CH11400 - Record Keeping: What records must be kept: Company records
Company law specifies the accounting records that a company must keep. If a company complies with these requirements, it is highly likely that it will also comply with the requirements of tax law.
Every company must keep adequate accounting records. These are records that are sufficient
- to show and explain the company’s transactions, and
- to enable the directors to ensure that any accounts that must be prepared comply with the requirements of the Companies Act 2006.
In particular, accounting records must contain
- entries from day to day of all sums of money received and expended by the company and the matters in respect of which the receipt and expenditure takes place, and
- a record of the assets and liabilities of the company.

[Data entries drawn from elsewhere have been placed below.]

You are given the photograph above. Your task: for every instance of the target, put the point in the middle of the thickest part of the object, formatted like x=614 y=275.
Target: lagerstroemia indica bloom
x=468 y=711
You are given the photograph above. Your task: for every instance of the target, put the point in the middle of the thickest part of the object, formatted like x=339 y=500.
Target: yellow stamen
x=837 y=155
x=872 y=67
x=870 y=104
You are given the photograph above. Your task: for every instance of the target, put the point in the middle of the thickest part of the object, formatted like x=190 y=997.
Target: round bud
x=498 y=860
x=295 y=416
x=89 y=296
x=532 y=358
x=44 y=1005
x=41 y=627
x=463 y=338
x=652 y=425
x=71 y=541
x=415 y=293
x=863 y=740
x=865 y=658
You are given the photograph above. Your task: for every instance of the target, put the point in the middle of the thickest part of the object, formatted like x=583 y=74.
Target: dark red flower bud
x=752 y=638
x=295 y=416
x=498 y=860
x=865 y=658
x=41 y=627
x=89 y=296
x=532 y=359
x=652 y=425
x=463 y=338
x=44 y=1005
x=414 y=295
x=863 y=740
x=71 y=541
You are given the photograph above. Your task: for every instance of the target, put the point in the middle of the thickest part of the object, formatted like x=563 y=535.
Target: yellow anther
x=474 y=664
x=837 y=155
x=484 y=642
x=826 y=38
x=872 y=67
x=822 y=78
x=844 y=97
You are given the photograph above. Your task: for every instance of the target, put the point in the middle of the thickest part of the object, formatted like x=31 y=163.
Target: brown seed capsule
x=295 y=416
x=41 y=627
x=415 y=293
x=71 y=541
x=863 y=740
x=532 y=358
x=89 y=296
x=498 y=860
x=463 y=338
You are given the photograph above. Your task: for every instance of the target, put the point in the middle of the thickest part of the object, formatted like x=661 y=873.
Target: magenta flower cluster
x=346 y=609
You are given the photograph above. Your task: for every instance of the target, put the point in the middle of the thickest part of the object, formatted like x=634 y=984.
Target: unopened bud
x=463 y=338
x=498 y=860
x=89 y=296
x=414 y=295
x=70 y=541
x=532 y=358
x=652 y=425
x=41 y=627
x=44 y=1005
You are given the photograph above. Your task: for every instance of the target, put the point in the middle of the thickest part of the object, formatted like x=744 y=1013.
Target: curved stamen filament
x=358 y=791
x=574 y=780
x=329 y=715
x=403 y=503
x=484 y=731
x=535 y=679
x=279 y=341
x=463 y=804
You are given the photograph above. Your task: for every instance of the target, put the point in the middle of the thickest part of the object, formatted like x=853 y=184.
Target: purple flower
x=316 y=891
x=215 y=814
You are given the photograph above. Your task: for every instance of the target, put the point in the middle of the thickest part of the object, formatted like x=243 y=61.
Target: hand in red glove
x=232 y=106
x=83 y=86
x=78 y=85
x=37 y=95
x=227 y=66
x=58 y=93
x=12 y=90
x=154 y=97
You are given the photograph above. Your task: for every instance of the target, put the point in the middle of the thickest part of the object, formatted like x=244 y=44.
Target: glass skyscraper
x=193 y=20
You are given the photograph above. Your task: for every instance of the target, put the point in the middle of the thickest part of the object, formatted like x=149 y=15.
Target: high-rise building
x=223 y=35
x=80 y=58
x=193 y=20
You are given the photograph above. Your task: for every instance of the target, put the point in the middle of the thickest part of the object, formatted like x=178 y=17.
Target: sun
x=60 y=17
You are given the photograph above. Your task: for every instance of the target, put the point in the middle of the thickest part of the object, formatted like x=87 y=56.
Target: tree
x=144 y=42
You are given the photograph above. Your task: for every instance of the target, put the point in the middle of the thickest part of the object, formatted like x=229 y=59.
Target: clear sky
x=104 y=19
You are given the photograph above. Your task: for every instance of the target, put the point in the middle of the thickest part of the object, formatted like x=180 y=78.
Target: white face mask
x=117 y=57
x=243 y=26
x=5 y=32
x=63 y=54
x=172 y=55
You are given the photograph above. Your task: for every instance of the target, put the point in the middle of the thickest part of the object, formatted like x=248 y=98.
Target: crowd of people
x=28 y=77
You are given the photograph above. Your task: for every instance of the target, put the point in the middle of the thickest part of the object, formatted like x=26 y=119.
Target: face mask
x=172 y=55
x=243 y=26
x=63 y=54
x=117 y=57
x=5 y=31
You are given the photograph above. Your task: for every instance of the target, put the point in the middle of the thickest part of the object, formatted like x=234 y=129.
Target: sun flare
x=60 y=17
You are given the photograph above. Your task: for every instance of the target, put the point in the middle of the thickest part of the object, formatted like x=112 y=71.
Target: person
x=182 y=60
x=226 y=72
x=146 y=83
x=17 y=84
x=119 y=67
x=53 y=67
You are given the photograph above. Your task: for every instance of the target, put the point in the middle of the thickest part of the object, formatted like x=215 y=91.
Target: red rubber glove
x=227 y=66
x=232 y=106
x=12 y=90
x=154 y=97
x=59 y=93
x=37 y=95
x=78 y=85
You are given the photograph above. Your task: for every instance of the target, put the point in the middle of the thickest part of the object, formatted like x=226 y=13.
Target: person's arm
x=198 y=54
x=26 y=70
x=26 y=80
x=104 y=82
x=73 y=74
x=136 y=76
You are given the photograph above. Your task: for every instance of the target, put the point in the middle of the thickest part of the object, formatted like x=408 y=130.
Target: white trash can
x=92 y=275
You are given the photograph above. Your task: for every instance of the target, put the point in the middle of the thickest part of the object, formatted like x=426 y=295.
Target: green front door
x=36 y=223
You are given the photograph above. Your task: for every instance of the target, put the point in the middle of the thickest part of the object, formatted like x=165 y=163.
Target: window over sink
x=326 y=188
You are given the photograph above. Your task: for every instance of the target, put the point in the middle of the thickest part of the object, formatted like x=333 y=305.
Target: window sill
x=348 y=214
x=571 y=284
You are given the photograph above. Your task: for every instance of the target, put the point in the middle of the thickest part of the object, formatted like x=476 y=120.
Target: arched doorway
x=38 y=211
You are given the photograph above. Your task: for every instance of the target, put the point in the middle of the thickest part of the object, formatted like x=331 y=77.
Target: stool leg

If the company’s business involves dealing in goods, the accounting records must contain
- statements of stock held by the company at the end of each financial year of the company,
- all statements of stocktaking’s from which any statement of stock has been or is to be prepared, and
- except in the case of goods sold by way of ordinary retail trade, statements of all goods sold and purchased, showing the goods and the buyers and sellers in sufficient detail to enable all these to be identified.
A parent company that has a subsidiary undertaking in relation to which the above requirements do not apply must take reasonable steps to secure that the undertaking keeps such accounting records as to enable the directors of the parent company to ensure that any accounts required to be prepared comply with the requirements of the Companies Act. You can find a definition of ‘parent’ and ‘subsidiary undertaking’ in CH23800.